Speaky CSV
CSV imports and exports for ActiveRecord.
Speaky CSV features:
- An easy to use API,
- Speedy stream processing using enumerators.
Installation
Add this line to your application's Gemfile:
gem 'speaky_csv'
And then execute:
$ bundle
Or install it yourself as:
$ gem install speaky_csv
Usage
Let's say you build software for your local public library and there exists a Book model:
# in app/models/book.rb
class Book < ActiveRecord::Base
# ...
end
Speaky can be used to import and export book records using csv files. The definition of the csv format could look like this:
# in app/csvs/book_csv.rb
class BookCsv < SpeakyCsv::Base
define_csv_fields do |config|
config.field :id, :author
end
end
This defines a CSV format that looks like this:
id,author
3,Stevenson
19,Melville
1,Macaulay
Exporting
Creating a csv file from records in a database can be done with the exporter:
# in app/csvs/book_csv.rb
class BookCsv < SpeakyCsv::Base
define_csv_fields do |config|
config.field :id, :author, :_destroy
end
end
books = [
Book.create!(author: 'Stevenson'),
Book.create!(author: 'Melville'),
Book.create!(author: 'Macaulay'),
]
exporter = BookCsv.exporter books
io = StringIO.new
exporter.each { |row| io.write row }
io
will have the following contents:
id,author,_destroy
2,Stevenson,false
3,Melville,false
4,Macaulay,false
With Associations
Associations can also be exported.
# in app/csvs/book_csv.rb
class BookCsv < SpeakyCsv::Base
define_csv_fields do |config|
config.field :id, :author
config.belongs_to :publisher do |p|
p.field :id, :name
end
config.has_many :reviews do |r|
r.field :id, :tomatoes, :publication
end
end
end
This defines a CSV format that looks like this:
id,author,publisher_id,publisher_name
3,Stevenson,22,Blam Ltd
19,Melville,,
1,Macaulay,83,NY Tiempo,reviews_0_id,8,reviews_0_tomatoes,50,review_0_publication,Daily
Since a book only ever has one publisher, these can get dedicated
columns with headers (the publisher_id
and publisher_name
columns).
Reviews are more tricky because there can be several that need to be
serialized to a single csv row. Speaky CSV uses a convention similar to
how rails and rack deal with query parameters for things like multi
select form inputs.
Importing
Now lets import some books. Speaky will expect an import to have an initial header row, and each subsequent row to represent a user record. Columns can be in any order.

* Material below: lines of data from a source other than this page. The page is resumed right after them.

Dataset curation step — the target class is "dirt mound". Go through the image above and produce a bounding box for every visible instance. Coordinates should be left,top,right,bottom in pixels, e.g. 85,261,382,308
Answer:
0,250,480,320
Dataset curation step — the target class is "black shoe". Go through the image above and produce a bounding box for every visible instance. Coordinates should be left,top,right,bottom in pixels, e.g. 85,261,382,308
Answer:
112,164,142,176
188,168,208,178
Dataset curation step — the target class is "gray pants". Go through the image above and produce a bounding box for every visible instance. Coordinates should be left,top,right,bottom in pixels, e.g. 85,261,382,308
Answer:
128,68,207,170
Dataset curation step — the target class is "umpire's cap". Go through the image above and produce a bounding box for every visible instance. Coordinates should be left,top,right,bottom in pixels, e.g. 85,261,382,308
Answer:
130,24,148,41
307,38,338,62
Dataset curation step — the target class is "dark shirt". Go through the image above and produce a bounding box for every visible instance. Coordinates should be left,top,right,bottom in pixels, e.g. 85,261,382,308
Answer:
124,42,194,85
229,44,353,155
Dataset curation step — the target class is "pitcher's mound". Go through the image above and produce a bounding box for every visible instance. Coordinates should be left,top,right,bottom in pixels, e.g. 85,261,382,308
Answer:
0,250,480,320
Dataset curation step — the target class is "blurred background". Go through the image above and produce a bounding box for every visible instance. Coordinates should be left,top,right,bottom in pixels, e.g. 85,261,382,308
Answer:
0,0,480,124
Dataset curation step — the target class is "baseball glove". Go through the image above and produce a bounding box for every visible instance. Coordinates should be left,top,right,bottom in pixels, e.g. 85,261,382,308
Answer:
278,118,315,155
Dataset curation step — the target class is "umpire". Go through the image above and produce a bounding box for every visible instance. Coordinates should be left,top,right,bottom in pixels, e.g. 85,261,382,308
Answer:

Let's create a book by importing a csv.
csv_io = StringIO.new <<-CSV
id,author
,Sneed
CSV
Notice the empty id column. This tells Speaky that the operation is a create. The file can be imported like this:
importer = BookCsv.active_record_importer csv_io, Book
importer.each { |book| book.save }
Book.last.author == 'Sneed' # => true
This importer is an active record importer
, which means that #each
will return active record instances. There is also an attribute importer
that will return hashes of attribute name => values. See the rdoc for
more info on that.
Update
Let's change the author value:
csv_io = StringIO.new <<-CSV
id,author
1,Simon Sneed
CSV
Now there is an id value in the csv. Having an id value will cause Speaky to find the record with the given id and update it.
importer = BookCsv.active_record_importer csv_io, Book
importer.each { |book| book.save }
expect(Book.last.author).to eq 'Simon Sneed'
If a record with the given id isn't found, the importer will return a nil for that row instead of an active record and add a message a log file:
csv_io = StringIO.new <<-CSV
id,author
234,I dont exist
CSV
importer = BookCsv.active_record_importer csv_io, Book
importer.to_a # => [nil]
importer.log # => '...[row 1] record not found with primary key: "234"....'
For more info on the log file see below.
Destroy
To destroy the record, we'll need to change the csv format to add a
_destroy
field. If this column contains a true value like: 'true' or
'1', the record will be marked for destruction.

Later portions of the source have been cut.